La tradición de regalar cestas de Navidad hunde sus raíces, como la mayor parte de nuestras tradiciones, en la Antigua Roma. Durante las Saturnalias, el equivalente romano de la Navidad cristiana, los ciudadanos se regalaban entre sí unas cestas de mimbre repletas de alimentos que se denominaban sportula. Una vez caído el Imperio e impuesto el cristianismo esta tradición fue sustituida por otras –los Reyes Magos en España, Papa Noel, etc…- si bien la costumbre de la cesta con comida no se recuperaría hasta principios del siglo XIX por algunas administraciones públicas y de forma bastante minoritaria.

Sería a mediados del siglo XX, junto con la recuperación de la economía tras la postguerra, cuando la empresa privada comenzó a regalar cestas de Navidad, una costumbre que se mantiene hoy más extendida que nunca, aunque los años de crisis económica han conseguido un ligero descenso de las mismas o la búsqueda de otros detalles y alternativas más económicas.

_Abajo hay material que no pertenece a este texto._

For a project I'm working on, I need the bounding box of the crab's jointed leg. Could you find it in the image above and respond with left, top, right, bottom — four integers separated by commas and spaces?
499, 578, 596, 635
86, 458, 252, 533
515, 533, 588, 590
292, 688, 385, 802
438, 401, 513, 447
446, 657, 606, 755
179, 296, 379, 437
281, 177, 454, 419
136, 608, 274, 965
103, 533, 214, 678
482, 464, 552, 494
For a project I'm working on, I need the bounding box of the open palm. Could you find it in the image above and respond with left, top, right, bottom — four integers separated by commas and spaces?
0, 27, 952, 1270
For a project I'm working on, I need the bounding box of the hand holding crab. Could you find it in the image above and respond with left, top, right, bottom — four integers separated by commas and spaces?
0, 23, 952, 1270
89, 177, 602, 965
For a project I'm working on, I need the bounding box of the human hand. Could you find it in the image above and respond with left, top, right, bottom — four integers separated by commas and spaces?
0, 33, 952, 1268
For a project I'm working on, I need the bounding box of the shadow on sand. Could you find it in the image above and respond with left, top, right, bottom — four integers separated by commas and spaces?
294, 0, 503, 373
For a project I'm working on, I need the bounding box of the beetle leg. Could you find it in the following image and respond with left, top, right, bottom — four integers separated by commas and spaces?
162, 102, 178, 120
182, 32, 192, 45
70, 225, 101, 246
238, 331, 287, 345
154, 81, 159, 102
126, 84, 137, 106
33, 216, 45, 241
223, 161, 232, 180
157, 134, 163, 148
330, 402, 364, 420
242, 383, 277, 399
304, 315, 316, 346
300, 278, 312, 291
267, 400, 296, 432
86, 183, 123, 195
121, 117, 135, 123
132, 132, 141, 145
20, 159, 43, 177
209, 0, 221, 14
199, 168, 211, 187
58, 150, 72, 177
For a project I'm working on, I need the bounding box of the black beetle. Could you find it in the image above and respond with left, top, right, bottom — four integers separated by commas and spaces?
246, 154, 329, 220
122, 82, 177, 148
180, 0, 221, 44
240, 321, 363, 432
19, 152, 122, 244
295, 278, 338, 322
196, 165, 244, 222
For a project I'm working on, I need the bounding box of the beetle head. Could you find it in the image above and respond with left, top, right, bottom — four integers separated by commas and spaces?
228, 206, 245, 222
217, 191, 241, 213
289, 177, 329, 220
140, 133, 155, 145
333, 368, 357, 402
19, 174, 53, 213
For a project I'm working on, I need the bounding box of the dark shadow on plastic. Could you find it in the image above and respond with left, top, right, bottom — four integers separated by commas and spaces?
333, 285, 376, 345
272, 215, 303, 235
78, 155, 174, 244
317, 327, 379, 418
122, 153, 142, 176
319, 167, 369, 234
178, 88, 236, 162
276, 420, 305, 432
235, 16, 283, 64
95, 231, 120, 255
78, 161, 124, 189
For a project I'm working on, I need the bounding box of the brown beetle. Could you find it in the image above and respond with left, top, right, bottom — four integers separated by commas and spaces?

La tradición establece que en la cesta de Navidad debe ir algún –o algunos- tipo de vino o champán, embutidos –el jamón ha sido siempre el rey aunque está siendo sustituido progresivamente por otros más baratos como el salchichón y el chorizo ibérico- y turrones y dulces típicos de las fiestas. Además, empresas como Ibergrupo ofrecen cestas ecológicas, la mejor manera de respetar el medio ambiente y apostar por el desarrollo responsable con productos típicos de máxima calidad.

Aun así, no existe una cesta de Navidad protocolaria y cada empresa intenta dotarla de su propia personalidad corporativa, incluyendo productos típicos de su lugar de origen o incluso cambiando el diseño o el recipiente. Las cestas navideñas se han convertido en un elemento más de publicidad corporativa para consumo interno ya que facilitan la identificación del empleado con su marca y el orgullo del mismo por formar parte de un proyecto convirtiéndose en la manera que tienen las empresas en agradecer la labor de toda su plantilla.